通过查看相关注释可以知道:当线程由于未捕获的异常突然终止时,JVM会通过getUnaughtExceptionHandler查询线程的UnaughtExceptionHandler,并调用它的uncaughtException方法。如果未设置UncaughtExceptionHandler,系统会用ThreadGroup进行处理。
/**
* Interface for handlers invoked when a <tt>Thread</tt> abruptly
* terminates due to an uncaught exception.

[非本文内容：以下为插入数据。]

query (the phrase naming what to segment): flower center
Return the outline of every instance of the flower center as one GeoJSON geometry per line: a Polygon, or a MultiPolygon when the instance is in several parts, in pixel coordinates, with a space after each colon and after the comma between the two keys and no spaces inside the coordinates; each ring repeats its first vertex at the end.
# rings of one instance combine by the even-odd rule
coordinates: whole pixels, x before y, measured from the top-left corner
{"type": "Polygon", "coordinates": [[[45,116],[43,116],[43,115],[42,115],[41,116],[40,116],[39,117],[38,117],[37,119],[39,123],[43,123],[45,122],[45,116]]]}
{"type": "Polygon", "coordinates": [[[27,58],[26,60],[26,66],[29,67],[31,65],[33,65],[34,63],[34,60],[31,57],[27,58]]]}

* <p>When a thread is about to terminate due to an uncaught exception
* the Java Virtual Machine will query the thread for its
* <tt>UncaughtExceptionHandler</tt> using
* {@link #getUncaughtExceptionHandler} and will invoke the handler's
* <tt>uncaughtException</tt> method, passing the thread and the
* exception as arguments.
* If a thread has not had its <tt>UncaughtExceptionHandler</tt>
* explicitly set, then its <tt>ThreadGroup</tt> object acts as its
* <tt>UncaughtExceptionHandler</tt>. If the <tt>ThreadGroup</tt> object
* has no
* special requirements for dealing with the exception, it can forward
* the invocation to the {@linkplain #getDefaultUncaughtExceptionHandler
* default uncaught exception handler}.
*/
@FunctionalInterface
public interface UncaughtExceptionHandler {
/**
* Method invoked when the given thread terminates due to the
* given uncaught exception.
* <p>Any exception thrown by this method will be ignored by the
* Java Virtual Machine.
* @param t the thread
* @param e the exception
*/
void uncaughtException(Thread t, Throwable e);
}
查看ThreadGroup的uncaughtException,它会查询线程设置的UnaughtExceptionHandler,如果没有的话,只是进行打印处理,并没有退出操作。说明一定有其他地方对Thread设置了UnaughtExceptionHandler。
/**
* Called by the Java Virtual Machine when a thread in this
* thread group stops because of an uncaught exception, and the thread
* does not have a specific {@link Thread.UncaughtExceptionHandler}
* installed.
* <p>
* The <code>uncaughtException</code> method of
* <code>ThreadGroup</code> does the following:
* <ul>
* <li>If this thread group has a parent thread group, the
* <code>uncaughtException</code> method of that parent is called
* with the same two arguments.
* <li>Otherwise, this method checks to see if there is a
* {@linkplain Thread#getDefaultUncaughtExceptionHandler default
* uncaught exception handler} installed, and if so, its
* <code>uncaughtException</code> method is called with the same
* two arguments.
* <li>Otherwise, this method determines if the <code>Throwable</code>
* argument is an instance of {@link ThreadDeath}. If so, nothing
* special is done. Otherwise, a message containing the
* thread's name, as returned from the thread's {@link
* Thread#getName getName} method, and a stack backtrace,
* using the <code>Throwable</code>'s {@link
* Throwable#printStackTrace printStackTrace} method, is
* printed to the {@linkplain System#err standard error stream}.
* </ul>
* <p>
* Applications can override this method in subclasses of
* <code>ThreadGroup</code> to provide alternative handling of
* uncaught exceptions.
*
* @param t the thread that is about to exit.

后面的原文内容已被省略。